Saturday, January 12, 2008

Sesame Green Beans

1 lb green beans, trimmed
2 tsp rice wine vinegar
½ tsp toasted sesame oil
Coarse salt
Pepper
1 tsp sesame seeds

Set a steamer basket in a large pot. Fill with enough water to come just below basket; bring to a boil. Add green beans to basket; reduce heat to a simmer. Cover, and cook until crisp-tender, 5 to 7 minutes.

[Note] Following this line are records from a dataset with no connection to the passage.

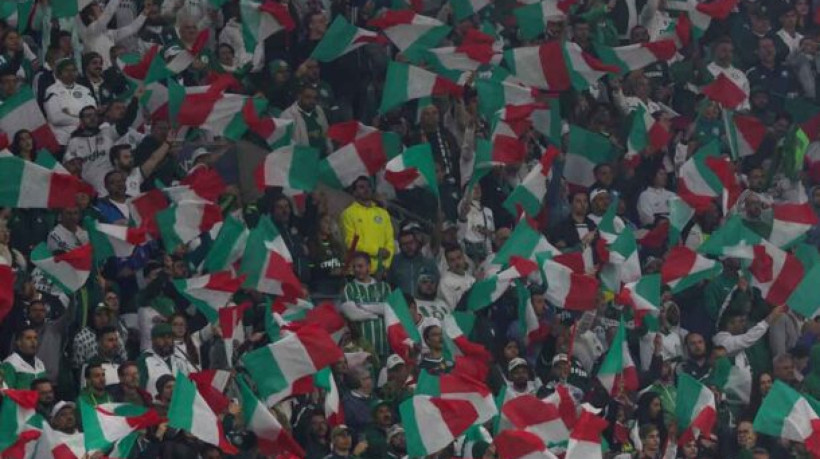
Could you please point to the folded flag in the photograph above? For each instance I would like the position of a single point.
(26, 185)
(695, 409)
(341, 38)
(556, 66)
(20, 112)
(585, 438)
(402, 333)
(209, 293)
(586, 150)
(190, 412)
(292, 166)
(228, 246)
(69, 270)
(267, 262)
(113, 240)
(286, 367)
(432, 423)
(414, 168)
(185, 221)
(617, 372)
(790, 415)
(725, 92)
(637, 56)
(406, 82)
(412, 33)
(745, 133)
(487, 291)
(520, 444)
(683, 268)
(528, 196)
(363, 157)
(108, 423)
(271, 437)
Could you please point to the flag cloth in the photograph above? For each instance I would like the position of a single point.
(414, 168)
(21, 111)
(209, 293)
(185, 221)
(529, 195)
(432, 423)
(286, 367)
(684, 268)
(26, 185)
(520, 444)
(744, 133)
(406, 82)
(228, 246)
(695, 409)
(113, 240)
(787, 414)
(267, 262)
(188, 411)
(637, 56)
(292, 166)
(617, 371)
(585, 438)
(363, 157)
(108, 423)
(457, 385)
(556, 66)
(271, 437)
(69, 270)
(402, 332)
(586, 150)
(412, 33)
(341, 38)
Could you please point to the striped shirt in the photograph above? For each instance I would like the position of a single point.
(371, 330)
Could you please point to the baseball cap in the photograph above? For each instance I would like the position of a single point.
(393, 361)
(515, 363)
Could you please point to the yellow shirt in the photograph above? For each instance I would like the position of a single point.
(374, 229)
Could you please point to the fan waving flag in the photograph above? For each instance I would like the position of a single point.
(190, 412)
(70, 270)
(286, 367)
(406, 82)
(341, 38)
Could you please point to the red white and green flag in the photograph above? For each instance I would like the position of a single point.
(637, 56)
(790, 415)
(267, 262)
(286, 367)
(69, 270)
(185, 221)
(21, 111)
(556, 66)
(432, 423)
(618, 372)
(113, 240)
(26, 185)
(211, 292)
(405, 82)
(413, 34)
(341, 38)
(529, 195)
(293, 167)
(271, 437)
(402, 333)
(683, 268)
(364, 157)
(190, 412)
(414, 168)
(695, 409)
(107, 423)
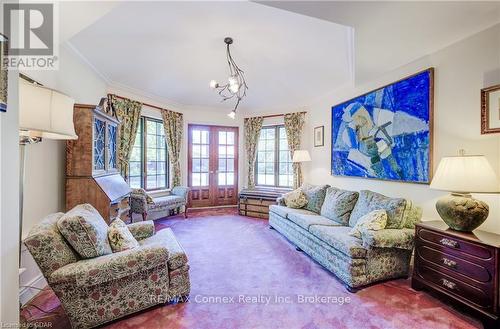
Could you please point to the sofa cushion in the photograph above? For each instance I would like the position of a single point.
(86, 231)
(315, 196)
(285, 211)
(295, 199)
(48, 247)
(338, 204)
(338, 238)
(305, 220)
(369, 201)
(374, 221)
(165, 238)
(119, 236)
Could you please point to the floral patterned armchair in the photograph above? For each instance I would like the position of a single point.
(142, 203)
(97, 290)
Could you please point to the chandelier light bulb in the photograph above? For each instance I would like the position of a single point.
(232, 80)
(213, 84)
(234, 88)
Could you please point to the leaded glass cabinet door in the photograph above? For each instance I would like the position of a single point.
(112, 163)
(99, 147)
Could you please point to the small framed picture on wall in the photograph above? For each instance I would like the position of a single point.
(490, 110)
(319, 136)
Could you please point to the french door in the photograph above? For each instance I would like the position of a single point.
(212, 165)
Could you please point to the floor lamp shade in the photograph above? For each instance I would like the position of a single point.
(45, 113)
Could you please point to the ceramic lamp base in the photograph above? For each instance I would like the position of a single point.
(461, 212)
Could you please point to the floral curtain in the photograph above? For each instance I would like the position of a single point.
(294, 122)
(173, 124)
(252, 128)
(129, 114)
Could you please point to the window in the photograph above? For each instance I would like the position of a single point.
(273, 165)
(148, 162)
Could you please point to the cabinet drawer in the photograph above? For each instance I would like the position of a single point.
(455, 264)
(454, 286)
(455, 245)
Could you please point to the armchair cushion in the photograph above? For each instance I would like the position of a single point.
(86, 231)
(142, 230)
(89, 272)
(388, 238)
(119, 236)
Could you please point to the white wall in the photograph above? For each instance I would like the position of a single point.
(9, 204)
(45, 162)
(461, 70)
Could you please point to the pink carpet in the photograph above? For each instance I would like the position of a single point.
(239, 257)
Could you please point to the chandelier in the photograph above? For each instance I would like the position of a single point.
(236, 86)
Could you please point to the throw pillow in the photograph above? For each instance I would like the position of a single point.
(295, 199)
(375, 221)
(85, 230)
(369, 201)
(315, 196)
(142, 192)
(338, 205)
(120, 237)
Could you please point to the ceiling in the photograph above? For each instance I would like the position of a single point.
(390, 34)
(291, 51)
(172, 50)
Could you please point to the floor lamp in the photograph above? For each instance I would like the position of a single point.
(43, 113)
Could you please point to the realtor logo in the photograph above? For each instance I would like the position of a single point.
(32, 35)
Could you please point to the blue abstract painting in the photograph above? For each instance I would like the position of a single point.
(387, 133)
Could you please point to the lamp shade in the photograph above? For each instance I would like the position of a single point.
(45, 113)
(301, 156)
(465, 174)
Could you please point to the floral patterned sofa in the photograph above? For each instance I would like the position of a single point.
(378, 255)
(142, 203)
(97, 290)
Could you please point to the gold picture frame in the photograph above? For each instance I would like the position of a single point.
(490, 110)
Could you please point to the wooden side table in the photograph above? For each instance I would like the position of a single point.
(462, 268)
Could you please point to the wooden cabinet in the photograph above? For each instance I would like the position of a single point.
(256, 202)
(92, 164)
(461, 267)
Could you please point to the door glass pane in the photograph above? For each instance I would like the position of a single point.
(196, 179)
(204, 179)
(222, 137)
(222, 164)
(196, 165)
(230, 151)
(230, 138)
(99, 144)
(196, 134)
(204, 165)
(229, 178)
(222, 179)
(230, 165)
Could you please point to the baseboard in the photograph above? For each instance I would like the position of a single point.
(26, 293)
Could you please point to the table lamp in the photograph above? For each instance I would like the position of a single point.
(462, 175)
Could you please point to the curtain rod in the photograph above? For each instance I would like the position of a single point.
(149, 105)
(160, 108)
(277, 115)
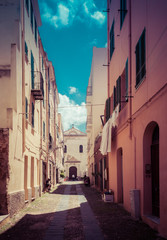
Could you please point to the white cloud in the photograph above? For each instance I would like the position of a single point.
(99, 17)
(63, 15)
(71, 112)
(72, 90)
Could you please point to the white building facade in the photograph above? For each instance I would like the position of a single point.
(75, 153)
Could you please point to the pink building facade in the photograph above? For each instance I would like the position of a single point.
(137, 95)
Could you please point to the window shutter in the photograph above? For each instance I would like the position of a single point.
(114, 97)
(112, 43)
(140, 59)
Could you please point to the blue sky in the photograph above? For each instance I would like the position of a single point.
(70, 29)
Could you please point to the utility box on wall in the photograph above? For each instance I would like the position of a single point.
(135, 203)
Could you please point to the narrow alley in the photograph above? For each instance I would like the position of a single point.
(74, 211)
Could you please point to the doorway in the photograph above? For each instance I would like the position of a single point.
(72, 171)
(151, 170)
(155, 171)
(119, 175)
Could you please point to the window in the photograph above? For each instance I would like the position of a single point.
(107, 115)
(32, 71)
(26, 107)
(112, 44)
(43, 130)
(27, 6)
(140, 59)
(32, 115)
(35, 31)
(26, 49)
(114, 98)
(81, 148)
(118, 90)
(123, 12)
(32, 16)
(42, 63)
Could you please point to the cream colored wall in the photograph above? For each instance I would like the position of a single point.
(73, 143)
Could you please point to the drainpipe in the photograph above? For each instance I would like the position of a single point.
(23, 74)
(130, 72)
(130, 90)
(108, 50)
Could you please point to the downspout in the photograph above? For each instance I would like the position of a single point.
(130, 72)
(23, 75)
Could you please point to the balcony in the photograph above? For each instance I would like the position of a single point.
(37, 86)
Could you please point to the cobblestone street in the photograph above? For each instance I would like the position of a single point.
(73, 211)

Meanwhile, in a medium bowl, whisk together vinegar and oil; season with salt and pepper. Add green beans and sesame seeds; season with salt and pepper, and toss.

Soy-Glazed Salmon

1 Tbsp soy sauce
1 Tbsp honey
1 tsp grated ginger
Salt
Pepper
4 (6 oz) salmon steaks

Heat broiler with rack set 4 inches from heat. In a small bowl, whisk together the soy sauce, honey, and ginger.

Spray a rimmed baking sheet with non-stick cooking spray. Arrange salmon and sprinkle with salt and pepper; brush with soy mixture. Broil until browned and opaque throughout, 5-6 minutes.

Cumin Roasted Potatoes

These potatoes come out almost like french fries - they're crispy on the outside and really creamy on the inside. They go really well with Chicken with Lime Sauce. In fact, you can put the potatoes in the oven, start the chicken, and have the both done at the exact same time.

2 large baking potatoes, unpeeled and cut into ½ inch slices
1 tbsp. olive oil
1 tsp. ground cumin
1 clove garlic, minced
½ tsp. salt
¼ tsp pepper

Preheat oven to 500º.

Combine olive oil, cumin, garlic, salt and pepper in small bowl. Arrange potatoes on a baking sheet coated with cooking spray. Spoon mixture over potatoes and toss to coat. Bake for 20 minutes or until done.

Chicken with Lime Sauce

Lime sauce sounded a little strange to me when I first tried this recipe, but it works, and it's really quick! Serve with Cumin Roasted Potatoes.

4 boneless, skinless chicken breasts
¼ tsp salt
¼ tsp pepper
2 tsp olive oil
¾ cup low-sodium chicken broth
1 Tbsp brown sugar
3 Tbsp lime juice, divided
2 tsp Dijon mustard
2 Tbsp water
1 tsp cornstarch
1 Tbsp butter

Place each chicken breast between plastic wrap and pound to ¼-inch thickness. Sprinkle with salt and pepper.

Heat oil in large nonstick skillet over medium-high heat. Add chicken; cook 4 minutes on each side until browned. Remove from pan; keep warm.

Add chicken broth, sugar, 2 Tbsp lime juice, and mustard to pan; cook over medium heat, scraping pan to loosen fond.

Combine water and cornstarch in small bowl. Add cornstarch mixture to pan; stir well with whisk. Bring to a boil over medium-high heat; cook 1 minute or until sauce thickens slightly. Whisk in remaining 1 Tbsp lime juice and butter, stirring until butter melts. Return chicken to pan; simmer 2 minutes or until chicken is heated through.